Water Grabbers


Water covers 70% of our planet, and in most minds, it’s common to assume it’ll be around forever. However, freshwater, the stuff we drink, bathe in, and irrigate our farm fields with, is overly rare. Only 3% of the world’s water is clean water, and two-thirds of that is tucked away in frozen glaciers, or in any other case unavailable for our use. Which comes down to 1.1 billion people globally lacking access to water, with a total of 2.7 billion people experiencing water shortage for at least one month of the year.

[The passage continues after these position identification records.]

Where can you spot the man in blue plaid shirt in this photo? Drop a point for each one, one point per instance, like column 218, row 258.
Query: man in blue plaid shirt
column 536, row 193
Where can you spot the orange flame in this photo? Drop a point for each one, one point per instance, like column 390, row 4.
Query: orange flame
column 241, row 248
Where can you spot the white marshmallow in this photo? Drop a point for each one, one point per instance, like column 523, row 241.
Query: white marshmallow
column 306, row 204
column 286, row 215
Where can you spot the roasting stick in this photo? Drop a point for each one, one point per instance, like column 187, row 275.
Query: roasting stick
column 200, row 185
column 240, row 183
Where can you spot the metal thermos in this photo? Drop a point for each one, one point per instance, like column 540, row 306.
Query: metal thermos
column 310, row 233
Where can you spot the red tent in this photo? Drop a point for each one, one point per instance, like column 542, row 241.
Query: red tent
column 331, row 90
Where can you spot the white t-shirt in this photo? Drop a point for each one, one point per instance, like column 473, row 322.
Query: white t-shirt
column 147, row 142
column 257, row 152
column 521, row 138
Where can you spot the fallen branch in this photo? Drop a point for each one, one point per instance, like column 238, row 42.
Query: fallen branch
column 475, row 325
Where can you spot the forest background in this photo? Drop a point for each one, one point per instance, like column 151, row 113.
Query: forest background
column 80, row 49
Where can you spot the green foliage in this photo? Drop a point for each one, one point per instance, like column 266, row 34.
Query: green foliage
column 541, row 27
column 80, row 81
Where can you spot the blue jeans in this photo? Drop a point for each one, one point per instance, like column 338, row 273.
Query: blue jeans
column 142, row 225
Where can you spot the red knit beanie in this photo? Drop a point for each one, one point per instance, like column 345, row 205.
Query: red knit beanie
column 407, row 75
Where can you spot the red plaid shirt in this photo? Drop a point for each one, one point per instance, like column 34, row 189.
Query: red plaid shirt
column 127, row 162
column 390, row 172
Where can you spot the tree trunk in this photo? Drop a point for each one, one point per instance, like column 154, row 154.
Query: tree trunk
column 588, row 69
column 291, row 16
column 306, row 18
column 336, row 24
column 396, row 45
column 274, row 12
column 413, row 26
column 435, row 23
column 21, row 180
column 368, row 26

Many of the water structures that hold ecosystems and hydrate many fast growing human populations have come to be very overused. Rivers, lakes and aquifers are drying up or becoming too polluted to use. According to The Water Project.com, “The Colorado River basin in the United States is an excellent example of a seemingly abundant source of water being overused and over managed, leading to very serious physical water scarcity downstream.” Lake Mead, which is fed by The Colorado River, has dropped one hundred forty feet since its highest level in 1983. The Colorado River’s water level is projected to decrease about twenty percent in the next forty years. This would have a devastating effect on all the arid regions in the southwest that rely so heavily on the water it provides.


More than one half of the world’s wetlands have disappeared. Many agricultural developments use water more than any other supply, which does take up a large amount of water that is available for use. Because this drains a lot of water, in order to fix that we quite literally have to take water from the Colorado River.  So when places like Southern California, which are inherently a desert, do agriculture they’re one of the leading cases of this water scarcity going on in the world.  


In certain areas of the world, places sell a bottle of Coca Cola cheaper than a bottle of water. A major company that makes this possible is Nestle who are the world’s largest food manufacturing company. They bottle loads of water in Michigan for only $200 dollars a year, and then resell the bottles of water for a major profit. Mr. Morton, an ecology teacher at CHS said, “If you know the company Nestle they are known for buying up water rights.. And specifically bottling and selling the water elsewhere. So when you take that water out of the place where it was supposed to be it doesn’t return.” The local people living in Michigan grew angry with Nestle. People have even protested against the state to not grant Nestle the water, because it’s the people’s water.  


Many people say that the solution to the lack of water is to just “go green.” Even if everyone in the world did their part individually, the world would still have a large undersupply of water.  The big industries who are buying up land for cheap and reselling the water, are the major root of the problem. Their exploitation of our most precious natural resource must be stopped.